We just got back from Anthem and seconding the smoking section on the pool deck. We would get turned around on which side of the ship we were on and boom! smoke! It was pretty lame, because it's literally the middle of a main walkway around the ship. Also seconding the staff on DCL being head and shoulders above RCL. I don't know what it is, but the passengers on RCL seemed worse too. Absence of pixie dust in the air? But they would cut in line, hang out at tables on their phones as people were circling the buffet area to eat, stand in the middle of elevators and not move... Most people were just fine, of course, but bad behavior leaves a bad taste, especially when the staff turns a blind eye... Can't help but think of the waiters on the Wonder last year - they literally took the tray out of my hands and found me a table on that first day.
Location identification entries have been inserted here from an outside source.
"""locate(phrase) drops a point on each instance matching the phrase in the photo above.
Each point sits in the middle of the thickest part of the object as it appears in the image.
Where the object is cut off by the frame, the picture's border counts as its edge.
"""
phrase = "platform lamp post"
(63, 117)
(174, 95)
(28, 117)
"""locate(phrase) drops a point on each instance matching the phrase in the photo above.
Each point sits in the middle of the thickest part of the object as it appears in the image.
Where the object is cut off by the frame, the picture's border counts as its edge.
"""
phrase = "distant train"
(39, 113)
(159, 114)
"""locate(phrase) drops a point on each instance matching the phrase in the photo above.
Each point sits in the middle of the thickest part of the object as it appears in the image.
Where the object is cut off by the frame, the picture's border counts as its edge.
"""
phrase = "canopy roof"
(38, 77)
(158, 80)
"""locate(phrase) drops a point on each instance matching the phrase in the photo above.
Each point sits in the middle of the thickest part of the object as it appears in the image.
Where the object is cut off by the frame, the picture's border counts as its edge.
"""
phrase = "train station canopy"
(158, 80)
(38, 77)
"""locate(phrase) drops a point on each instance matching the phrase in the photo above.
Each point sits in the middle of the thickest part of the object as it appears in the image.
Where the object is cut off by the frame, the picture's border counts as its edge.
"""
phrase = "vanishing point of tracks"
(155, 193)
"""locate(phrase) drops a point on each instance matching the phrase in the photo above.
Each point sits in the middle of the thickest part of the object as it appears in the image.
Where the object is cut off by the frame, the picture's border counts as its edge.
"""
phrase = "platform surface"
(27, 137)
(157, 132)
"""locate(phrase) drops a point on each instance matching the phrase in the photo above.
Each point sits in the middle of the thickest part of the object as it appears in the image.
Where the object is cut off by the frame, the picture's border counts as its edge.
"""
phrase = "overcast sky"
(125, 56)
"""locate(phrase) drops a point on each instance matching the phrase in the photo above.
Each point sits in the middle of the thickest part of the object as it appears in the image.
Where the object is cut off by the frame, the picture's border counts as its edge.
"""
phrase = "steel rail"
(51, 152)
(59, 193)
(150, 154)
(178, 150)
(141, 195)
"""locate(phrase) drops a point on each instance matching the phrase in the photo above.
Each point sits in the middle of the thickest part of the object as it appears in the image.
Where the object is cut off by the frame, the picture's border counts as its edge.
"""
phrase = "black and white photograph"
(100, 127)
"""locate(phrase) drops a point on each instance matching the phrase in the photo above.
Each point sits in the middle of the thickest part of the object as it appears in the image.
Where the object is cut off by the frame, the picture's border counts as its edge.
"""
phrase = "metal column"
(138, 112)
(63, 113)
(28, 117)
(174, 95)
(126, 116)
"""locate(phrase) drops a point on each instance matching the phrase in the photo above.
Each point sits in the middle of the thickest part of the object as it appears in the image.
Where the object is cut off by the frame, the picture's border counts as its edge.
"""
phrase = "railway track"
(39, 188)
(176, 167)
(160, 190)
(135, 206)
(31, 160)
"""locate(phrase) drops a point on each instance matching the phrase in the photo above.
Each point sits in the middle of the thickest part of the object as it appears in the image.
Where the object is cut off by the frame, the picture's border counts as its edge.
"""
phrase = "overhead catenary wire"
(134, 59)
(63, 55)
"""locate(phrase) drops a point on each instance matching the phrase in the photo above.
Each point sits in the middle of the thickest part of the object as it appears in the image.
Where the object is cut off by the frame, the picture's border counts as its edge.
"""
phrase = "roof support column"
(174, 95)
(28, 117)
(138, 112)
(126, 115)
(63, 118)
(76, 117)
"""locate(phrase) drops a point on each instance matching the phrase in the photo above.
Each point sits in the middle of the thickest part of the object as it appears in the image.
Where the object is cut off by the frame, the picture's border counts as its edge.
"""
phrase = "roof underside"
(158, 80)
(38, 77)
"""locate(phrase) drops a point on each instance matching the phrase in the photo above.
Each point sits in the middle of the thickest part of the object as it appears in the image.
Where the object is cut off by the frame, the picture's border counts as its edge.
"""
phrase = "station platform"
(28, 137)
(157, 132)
RCL waiters stared blankly at me as I tried to balance my breakfast stuff one day. 

However, I *loved* the weird shows. Of course, I'm a weirdo theater nerd, and I'm sure you can tell by my use of the word "weird" that I understand they wouldn't be to most people's tastes. We left The Gift, and I said to my husband, "That's the weirdest thing I've ever seen." "Even weirder than the Halloween musical at Six Flags that one time?" "Yep, because The Gift had a *budget*. Somebody saw that script and said 'YES! Throw money at it as fast as you can!'"

What can I say? I'm a sucker for 6+ people in matching outfits doing choreographed dances.


----------



## Karen2711

Just my two cents but if you are jumping ship from DCL to RCI I think you should go big and sail on an Oasis class ship (there a 3!).  I haven't sailed Disney but from what I understand, their service is amazing.  I think you will notice a drop in service but with Royal, but it is the ship that is the attraction and with the ages of your kids there is so much more for them to do on an Oasis class ship.

  Anthem would be another good option (I just sailed her in July).  It is a bit of a different set up than other Royal ships but is a truly modern and beautiful ship.  Another poster mentioned the passengers being a little pushy but that has something to do with her home port (please don't take offense NYers and NJers, I love you guys!).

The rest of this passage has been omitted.